Moody’s setzte die Kreditwürdigkeit Italiens am Dienstag um gleich drei Stufen, von „Aa2“ auf „A2“, herab – mit negativem Ausblick. „A2“ bedeutet, dass das Anlegen von Geldern in italienische Staatsanleihen zwar sicher ist, jedoch nur, wenn keine unvorhergesehenen Ereignisse die Wirtschaft des Landes beeinträchtigen. Die Ratingagentur begründete die Herabstufung mit den wirtschaftlichen und politischen Unsicherheiten des Landes.
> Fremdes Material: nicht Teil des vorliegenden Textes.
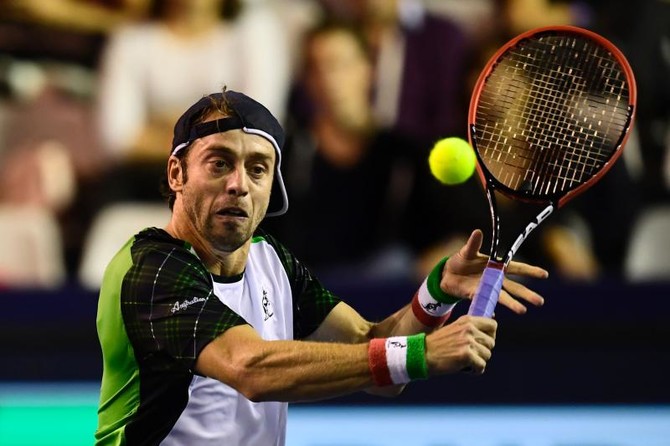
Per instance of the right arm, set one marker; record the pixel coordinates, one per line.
(304, 370)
Erst kürzlich hatte S&P die Bonität des Landes herabgestuft. Für das hoch verschuldete Italien hätten sich die Refinanzierungsrisiken verschärft. Sollte die Ungewissheit über die Verfügbarkeit externer Finanzierungsquellen längerfristig anhalten, kann es zu einer deutlichen Verschlechterung der Kreditwürdigkeit kommen. Die italienische Wirtschaft stehe vor großen strukturellen Herausforderungen, so Moody’s.
Für den italienischen Ministerpräsidenten Silvio Berlusconi kommt die Herabstufung seines Landes nicht überraschend. In einer ersten Stellungnahme Berlusconis heißt es: „Es wird sich nichts ändern, wir machen weiter wie bisher und arbeiten an Maßnahmen, die das Wachstum fördern.“
Zur Zeit belaufen sich Italiens Schulden auf 1.900 Milliarden Euro. Für das Jahr 2011 erwartet die italienische Regierung ein Defizit von 3,8 Prozent des Bruttoinlandsprodukts. Im nächsten Jahr soll die Neuverschuldung auf 1,4 Prozent sinken. Erst für 2013 sieht die Regierung in Rom einen ausgeglichenen Haushalt vor. Die Experten von Moody’s bezweifeln jedoch, dass sich Italien so schnell erholen wird.

Moody’s warnte zudem vor weiteren Herabstufungen anderer Euroländer. Der Druck auf die Kreditwürdigkeit der Länder habe seinen Höhepunkt noch nicht erreicht. Ländern mit der Bestnote „Aaa“, zu denen auch Deutschland gehört, drohe jedoch derzeitig keine unmittelbare Gefahr.